進化のスピードは非常に速い。人工知能分野には既に多数の輝かしい発明を伴う歴史がある。1980年代半ば、東京大学の舘暲(たちすすむ)名誉教授はテレイグジスタンスというコンセプトを開発した。これは人間がロボットを遠隔操作し、ロボットが感知したことを各種センサやVRヘッドマウントディスプレイ、その他の技術を介して人間にフィードバックするというもの。例を挙げよう。ビーチで日光浴を楽しみたいあなたの代わりにロボットを沖縄へ派遣し、太陽の熱や光を東京のオフィスへフィードバックしてもらうとか、太平洋にアンドロイドを送ってウミガメのように海の底を歩き回ってみる、とか……このコンセプトを受け継ぐのが、テレイグジスタンス株式会社だ(会長は創設者の舘暲名誉教授)。同社は昨年、小笠原に設置したロボット「MODELH」を介して、そこから1000キロ離れた場所にいる人を、現地で休暇を過ごしているような気分にさせた。テレイグジスタンスのCOO彦坂雄一郎氏は「あなたの脳は、自分があたかもロボットの設置された場所にいるかのように錯覚するのです」と説明する。人工知能の発達は目覚ましいが、ロボットが人間にとって代わるまでの道のりはまだ長いと彦坂氏は考えている。「コンビニの店員さんが様々な仕事をこなしているのを見ると、いつも思うんですよ。人間はなんて完璧な機械なんだろう、と」

IPS細胞のさらなる前進

2017年、眼科医の髙橋政代氏をリーダーとする理研のプロジェクトチームは、加齢黄斑変性の患者5名の網膜に他家幹細胞由来の網膜細胞を初めて移植した。このIPS細胞は、手術から2年経過した今も拒絶反応を起こしていない。
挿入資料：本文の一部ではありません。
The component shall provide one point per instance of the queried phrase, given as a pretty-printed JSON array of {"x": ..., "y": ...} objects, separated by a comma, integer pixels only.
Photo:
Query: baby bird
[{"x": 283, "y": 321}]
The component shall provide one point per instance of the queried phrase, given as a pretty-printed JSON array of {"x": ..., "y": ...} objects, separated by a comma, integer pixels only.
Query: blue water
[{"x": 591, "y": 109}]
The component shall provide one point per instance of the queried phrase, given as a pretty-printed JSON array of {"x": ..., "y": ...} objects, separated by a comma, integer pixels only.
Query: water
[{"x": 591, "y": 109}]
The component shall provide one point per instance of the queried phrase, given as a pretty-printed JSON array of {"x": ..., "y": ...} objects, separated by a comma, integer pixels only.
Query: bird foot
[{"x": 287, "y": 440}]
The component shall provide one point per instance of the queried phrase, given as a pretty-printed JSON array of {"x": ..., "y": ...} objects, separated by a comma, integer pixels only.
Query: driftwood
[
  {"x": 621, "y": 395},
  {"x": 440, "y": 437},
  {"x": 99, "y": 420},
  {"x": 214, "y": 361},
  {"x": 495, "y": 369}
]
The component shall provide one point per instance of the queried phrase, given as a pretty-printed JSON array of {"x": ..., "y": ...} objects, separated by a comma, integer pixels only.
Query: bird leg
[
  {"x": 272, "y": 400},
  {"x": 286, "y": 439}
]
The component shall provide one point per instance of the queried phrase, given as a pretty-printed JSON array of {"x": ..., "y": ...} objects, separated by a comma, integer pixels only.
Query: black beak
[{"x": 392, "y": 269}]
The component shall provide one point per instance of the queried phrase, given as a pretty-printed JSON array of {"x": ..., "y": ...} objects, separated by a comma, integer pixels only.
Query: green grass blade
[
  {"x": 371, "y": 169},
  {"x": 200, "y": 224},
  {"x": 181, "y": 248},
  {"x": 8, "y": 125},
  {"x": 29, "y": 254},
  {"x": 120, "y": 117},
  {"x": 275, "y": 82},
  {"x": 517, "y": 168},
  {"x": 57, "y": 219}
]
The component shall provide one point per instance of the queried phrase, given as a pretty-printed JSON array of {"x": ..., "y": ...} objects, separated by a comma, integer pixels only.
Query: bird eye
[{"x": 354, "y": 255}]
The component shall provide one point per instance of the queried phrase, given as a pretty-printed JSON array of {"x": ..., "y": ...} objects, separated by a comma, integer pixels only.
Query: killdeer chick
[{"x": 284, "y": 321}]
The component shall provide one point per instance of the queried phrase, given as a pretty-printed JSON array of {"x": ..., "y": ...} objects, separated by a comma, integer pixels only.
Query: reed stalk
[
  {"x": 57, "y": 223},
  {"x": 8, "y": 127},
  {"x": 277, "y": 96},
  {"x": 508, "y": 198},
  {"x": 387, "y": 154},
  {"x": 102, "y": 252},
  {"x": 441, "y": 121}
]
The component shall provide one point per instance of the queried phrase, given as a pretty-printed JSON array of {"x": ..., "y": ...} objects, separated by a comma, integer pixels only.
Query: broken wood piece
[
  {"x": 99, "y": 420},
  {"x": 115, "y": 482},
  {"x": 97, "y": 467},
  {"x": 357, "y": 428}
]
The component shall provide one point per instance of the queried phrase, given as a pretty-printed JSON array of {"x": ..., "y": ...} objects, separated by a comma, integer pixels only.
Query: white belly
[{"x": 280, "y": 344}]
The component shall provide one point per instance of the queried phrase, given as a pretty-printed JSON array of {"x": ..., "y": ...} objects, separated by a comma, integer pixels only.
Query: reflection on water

前回2014年に実施された手術が自家移植であったことを考えると、科学の大きな進歩に希望が膨らむ。第三者から採取した幹細胞の使用により、研究者はコストと時間の大幅な削減に成功した。理研のプロジェクトチームは、様々な病気の治療に向けIPS細胞バンクの設置を目指している。

 

アクセルを踏む東芝

東芝が世界最速のアルゴリズムの構築に取り組んでいる。同社によれば、現在開発中のこの方式は最高性能のアルゴリズムより10倍速く、ごく普通のコンピューター上で使用可能だという。その用途として東芝が想定しているのは、例えば最も効率的な配送ルートの探索や新薬開発などである。